I am happy to take a correction from the Minister, but that seems to me to be a total and fundamental change to how we do local plan making. In the current system, local authorities prepare a local plan, consult on it and take it to an inspector, who, through a public inquiry, either approves or does not approve it. I may be reading too much into the clause, but it appears to allow the Secretary of State to intervene in the process and say, “Hold on. I do not like what is happening in that plan. I am going to change it.”
Brandon Lewis rose—
If the Minister is rising to clarify that the Secretary of State cannot do so, that would be helpful.
I am rising to say that the Secretary of State has had the power to do that from the very beginning. Clause 99 retains the existing powers and allows for more targeted intervention, so that it will not be quite as heavy-handed as it is at the moment. That should be a welcome change.
I hope that that is what the clause is really designed to do, because the Secretary of State’s intervention powers are rarely used at the moment. It is not custom and practice for the Secretary of State to intervene in the plan-making process, and clause 99 appeared to be an attempt to widen the scope for the Secretary of State to intervene under clause 99(1). If the Minister is reassuring us that this is a narrowing of the circumstances in which the Secretary of State should intervene, we will take him at his word, but the terminology used in the clause does not quite suggest that.
I rise to give some clarity and, hopefully, confidence to the hon. Lady. As I said, the clause retains existing powers, but it also allows for more targeted intervention by enabling the Secretary of State to direct a local planning authority to prepare or revise a document and take other steps necessary for that to become part of the development plan in its area. That will be more targeted than the current heavy-handed approach. The existing requirement on the Secretary of State to give reasons for exercising those powers will be retained. The hon. Lady is quite right that those powers are used rarely—in fact, they have been used twice this year. The requirement in terms of local planning authorities reimbursing the Secretary of State will also be retained. He will have to give reasons.
Should the Secretary of State need to step in, the measures give him options that enable more decisions to be made locally, which is hopefully a beneficial change. For instance, if an authority is not making progress with its local plan, the Secretary of State could direct the authority to take steps to progress it. The authority would remain accountable for the plan and could determine with its community—quite rightly—how it will address the Secretary of State’s concerns most appropriately to get a plan in place.

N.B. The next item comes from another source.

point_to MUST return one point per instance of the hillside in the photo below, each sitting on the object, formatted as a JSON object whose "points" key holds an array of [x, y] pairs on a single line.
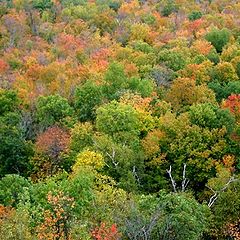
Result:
{"points": [[119, 119]]}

The clause ensures that the Secretary of State will retain the ability to intervene and prepare or revise the plan in consultation with the local community. Importantly, when that happens, the clause will give the Secretary of State other options. He could, for example, return a plan to a local authority to take through the examination process or to decide whether to adopt a document. I hope that the hon. Lady accepts that that is a big step forward for localisation in the local planning process.